当時のフランスでは、前科が重なることで最終的には有無を言わさず無期懲役およびギアナなどへの流刑に処される「重罪累犯者制度(récidive légale)」が存在した。ジュネは作家として名を成した後も犯罪を繰り返し、無期懲役の判決を受けるが、彼の文学の美しさに驚嘆したジャン・コクトー、ジャン=ポール・サルトルら文化人たちの嘆願により、シャルル・ド・ゴール大統領の特赦を受けた。
詩的な犯罪譚と官能の美学で満ちた代表作には、処女小説『花のノートルダム』、自伝的長編『泥棒日記』などがある。おすすめは第二次世界大戦下、ヒットラーとまぐわったりドイツ軍兵士のなかに入り込み射精を繰り返すなど同性愛描写が、生田耕作の素晴らしい訳文で展開される問題作『葬儀』だ。後に三島由紀夫が「現代最大の様式美」と絶賛した。

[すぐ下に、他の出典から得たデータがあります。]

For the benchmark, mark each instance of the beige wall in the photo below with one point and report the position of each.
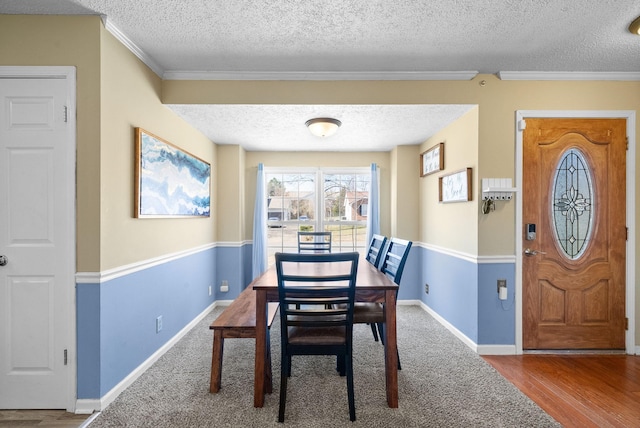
(230, 182)
(131, 98)
(452, 225)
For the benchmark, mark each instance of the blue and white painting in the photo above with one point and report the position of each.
(172, 183)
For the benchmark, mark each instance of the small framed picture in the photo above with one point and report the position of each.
(432, 160)
(455, 187)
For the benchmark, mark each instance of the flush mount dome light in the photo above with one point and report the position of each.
(323, 126)
(635, 26)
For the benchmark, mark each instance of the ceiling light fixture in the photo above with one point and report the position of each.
(323, 126)
(635, 26)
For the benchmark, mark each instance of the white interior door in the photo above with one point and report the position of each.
(37, 223)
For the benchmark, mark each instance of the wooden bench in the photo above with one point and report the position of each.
(238, 321)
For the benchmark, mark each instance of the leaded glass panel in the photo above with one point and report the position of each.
(572, 203)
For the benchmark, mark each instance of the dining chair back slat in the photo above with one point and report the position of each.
(376, 249)
(314, 242)
(316, 293)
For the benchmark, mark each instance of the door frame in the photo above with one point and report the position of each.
(630, 116)
(67, 73)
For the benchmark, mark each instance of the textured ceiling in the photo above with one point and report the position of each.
(400, 39)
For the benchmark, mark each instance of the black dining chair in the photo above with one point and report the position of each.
(376, 249)
(392, 265)
(314, 242)
(316, 313)
(374, 255)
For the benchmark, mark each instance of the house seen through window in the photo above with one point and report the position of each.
(333, 200)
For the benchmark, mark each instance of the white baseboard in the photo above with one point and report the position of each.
(497, 349)
(88, 406)
(470, 343)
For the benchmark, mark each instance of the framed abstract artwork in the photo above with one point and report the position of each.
(455, 187)
(169, 182)
(432, 160)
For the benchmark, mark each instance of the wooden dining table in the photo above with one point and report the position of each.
(371, 286)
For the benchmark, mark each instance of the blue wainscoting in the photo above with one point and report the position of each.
(463, 292)
(116, 318)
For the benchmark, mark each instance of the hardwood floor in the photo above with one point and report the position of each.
(40, 419)
(578, 390)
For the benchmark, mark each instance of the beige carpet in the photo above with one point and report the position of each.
(442, 384)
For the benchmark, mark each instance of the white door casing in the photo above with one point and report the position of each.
(37, 237)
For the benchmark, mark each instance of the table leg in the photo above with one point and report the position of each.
(216, 361)
(261, 349)
(391, 349)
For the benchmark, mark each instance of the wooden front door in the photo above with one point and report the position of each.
(574, 192)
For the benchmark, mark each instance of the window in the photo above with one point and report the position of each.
(325, 199)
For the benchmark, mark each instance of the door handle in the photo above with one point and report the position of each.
(529, 252)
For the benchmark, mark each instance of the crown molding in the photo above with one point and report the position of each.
(568, 75)
(319, 75)
(137, 51)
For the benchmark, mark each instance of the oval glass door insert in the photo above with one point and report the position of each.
(572, 201)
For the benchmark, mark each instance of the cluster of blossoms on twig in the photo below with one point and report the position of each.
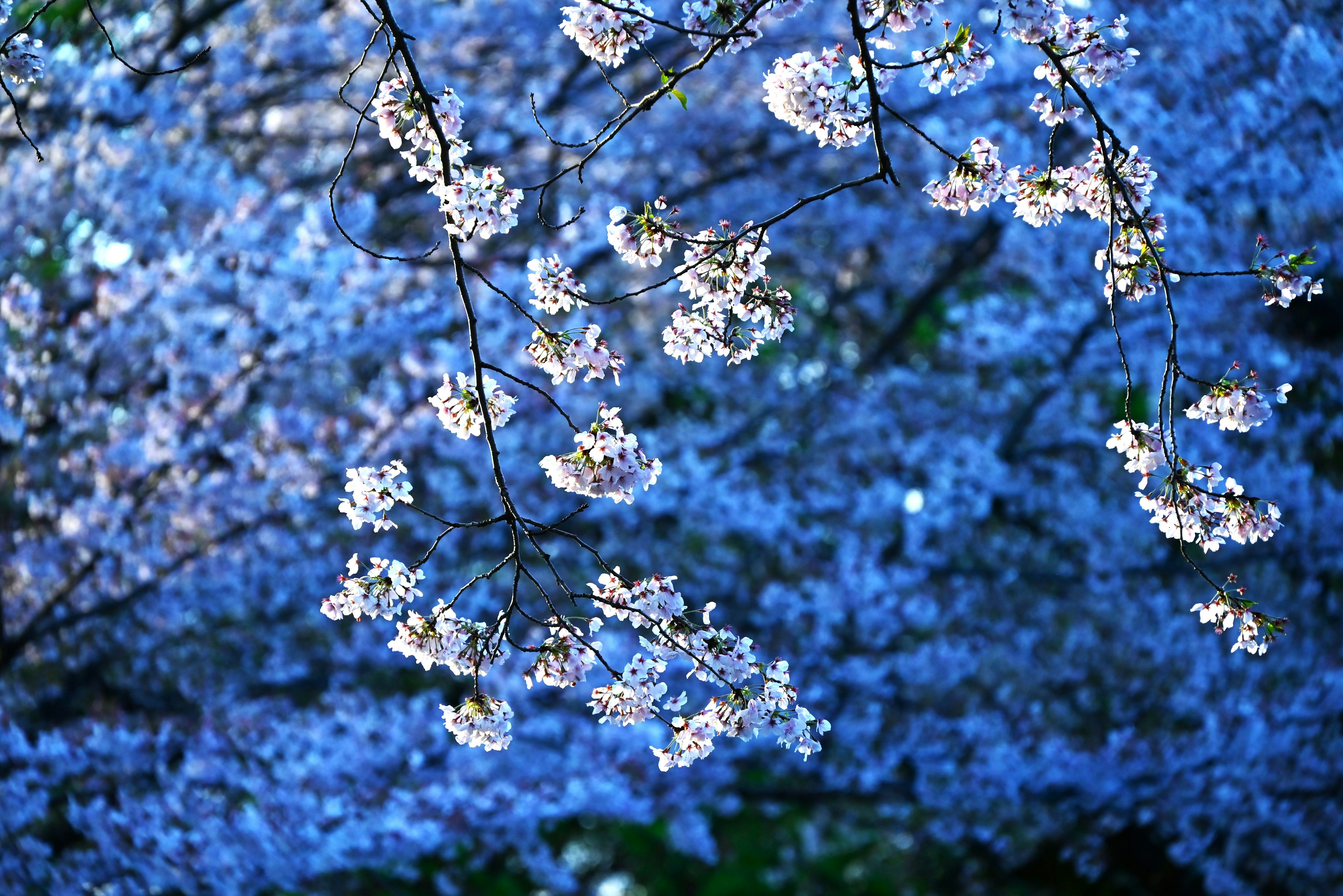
(567, 354)
(756, 698)
(898, 15)
(1283, 272)
(480, 722)
(641, 239)
(374, 494)
(607, 33)
(820, 96)
(555, 288)
(724, 276)
(467, 648)
(475, 203)
(19, 59)
(710, 330)
(1237, 405)
(722, 17)
(958, 64)
(563, 660)
(460, 408)
(1231, 610)
(1189, 506)
(977, 180)
(607, 464)
(379, 594)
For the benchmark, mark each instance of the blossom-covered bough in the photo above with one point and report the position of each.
(731, 309)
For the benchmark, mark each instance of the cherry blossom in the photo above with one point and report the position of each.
(1283, 272)
(555, 289)
(1237, 405)
(460, 408)
(571, 352)
(381, 593)
(977, 180)
(19, 61)
(641, 239)
(900, 15)
(375, 492)
(1029, 21)
(806, 92)
(719, 266)
(633, 698)
(480, 722)
(1052, 116)
(1142, 445)
(718, 17)
(958, 64)
(607, 33)
(467, 648)
(563, 660)
(609, 463)
(645, 602)
(1231, 610)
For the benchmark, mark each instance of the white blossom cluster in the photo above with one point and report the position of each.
(720, 274)
(1227, 613)
(563, 660)
(19, 61)
(645, 602)
(609, 463)
(379, 594)
(480, 722)
(460, 408)
(571, 352)
(1087, 57)
(900, 15)
(394, 108)
(1052, 116)
(718, 17)
(806, 92)
(475, 203)
(372, 494)
(1237, 405)
(958, 64)
(1079, 42)
(977, 180)
(462, 645)
(707, 330)
(759, 696)
(607, 33)
(1142, 445)
(1043, 196)
(555, 288)
(633, 698)
(641, 239)
(1188, 508)
(719, 266)
(1130, 263)
(1283, 272)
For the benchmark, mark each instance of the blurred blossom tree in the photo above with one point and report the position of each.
(257, 252)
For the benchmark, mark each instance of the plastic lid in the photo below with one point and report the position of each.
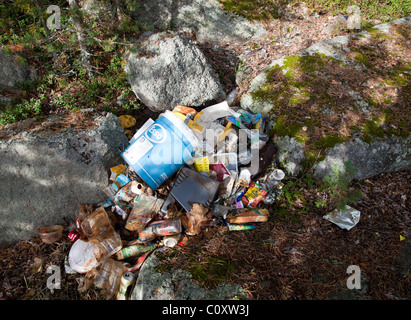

文学者としての活動は1950年代までが主であり、恩赦後はしだいに筆を置き、アメリカのブラックパンサー党やパレスチナ解放機構(PLO)への共鳴を通じて、国家権力と闘う被抑圧者の側に立ち続けた。フランス国内では一部から“テロリズムを支援した”と見なされることもあり、その立場は晩年まで論争を呼んだ。
歴史は再演か、幻影か 今に甦る文学的亡霊
ジュネが創作した黒人犯罪者とカイエンヌの幻想は、フランス社会が抱え続ける“黒人”と“刑罰”という根深い構造を意図せずに暴き出していた。今、国家が再び仏領ギアナを「隔離の場」として用いようとするなかで、その文学的亡霊が現実に再演されようとしている。
歴史の記憶と文学の想像力が交錯するとき、そこに映るのは制度の劣化か、それとも人間の想像力の限界か。黒人、コカイン、カイエンヌ──ジュネが描いた“地獄の中に息吹くバラの情景”は、決して過去のものではない。